Monday, August 6, 2007

No reviews for the informercial--and what about all the good stuff?

Well, it seems that no newspaper in New York reviewed the "premiere" of Transformation: The Life and Legacy of Werner Erhard. Certainly not the New York Times, from which I was hoping for something.

The anti-cult bloggers (by the way, I personally do NOT think est, WE&A, or Landmark were/are a full-blown cult or cults) suggest that the Quad Cinema in the Village was actually rented for the weekend, and that, not surprisingly, the place was packed with Werner/Landmark fans. From what I've been reading, the film does sound more and more like an infomercial. And it's an infomercial I'd love to see, and I know I'll recognize a lot of folks in the film, and laugh at the inside jokes, etc. (It was late when I was surfing, and I didn't copy down links. But if you just Google the name of the film, and keeping wading through the links, you'll find plenty of stuff.)

If the theater was indeed rented, that may help explain the lack of reviews. And the anti-Landmark forces seem to have mounted a campaign to communicate their concerns about the evident quasi-self-produced nature of the film to as many critics as possible.

Still, it's unfortunate that it has not been assessed by a professional critic working from some journalistic standard. It's the same old story with Erhard/Landmark stuff: everything written about it comes from a strong point of view.

The anti-Landmark/Erhard bloggers write frequently of the Forum's "dangers," as if they are self-evident (which may seem to be the case within their subculture). But one thing I don't see them do is explain why it is that so very many people do not have an adverse reaction to it. If it really is so dangerous, why do so many people keep taking it? And volunteering? Why do so many people keep reporting it as such a powerful and positive experience?

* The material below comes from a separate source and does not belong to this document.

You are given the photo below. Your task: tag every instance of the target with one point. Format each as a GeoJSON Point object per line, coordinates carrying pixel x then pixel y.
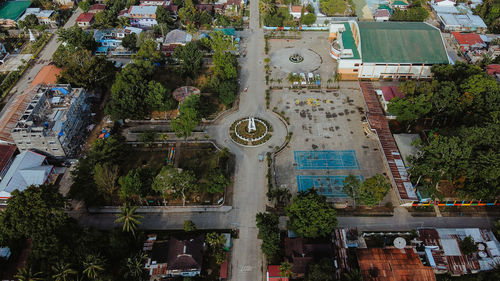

I understand that some psychologically unstable people may take it and have an incident triggered by something that happens in the program. But psychologically unstable people are incidents waiting to happen. There are plenty of psychotic episodes happening every day, with almost no external provocation, among people who don't take the Forum. People have psychotic incidents at home, while shopping, in church, etc. Life is dangerous, especially to the psychologically unhealthy. I understand the Landmark organization is as clear as was the est and WE&A organizations that their programs are not substitutes for therapy nor are they designed for or appropriate for people in therapy, unless their therapist approves. I also understand that people with a weak sense of self may develop some sort of dependence on being associated with Landmark. And people become fanatically involved with churches, clubs, hobbies, and become celebrity groupies all the time.

The vast majority of we who took the the est training (and now Landmark) emerged not just unscathed, but healthier, happier, more empowered, and more free. Yes, I went through a phase of being highly absorbed, and, yes, I think the work will be served by broadening its modes of outreach and communication. The important thing is the possibilities people create for themselves from participating in these experiences.

1 comment:

GuruTruth said...

I like your use of the word "informercial" to characterize what the film's Web site calls the "documentary", "Transformation: The Life and Legacy of Werner Erhard".

Especially in light of this blog post, Eagle Island Films and the Werner Erhard "documentary", and the background provided on the production staff - this does indeed seem like it could simply be a trumped up "infomercial".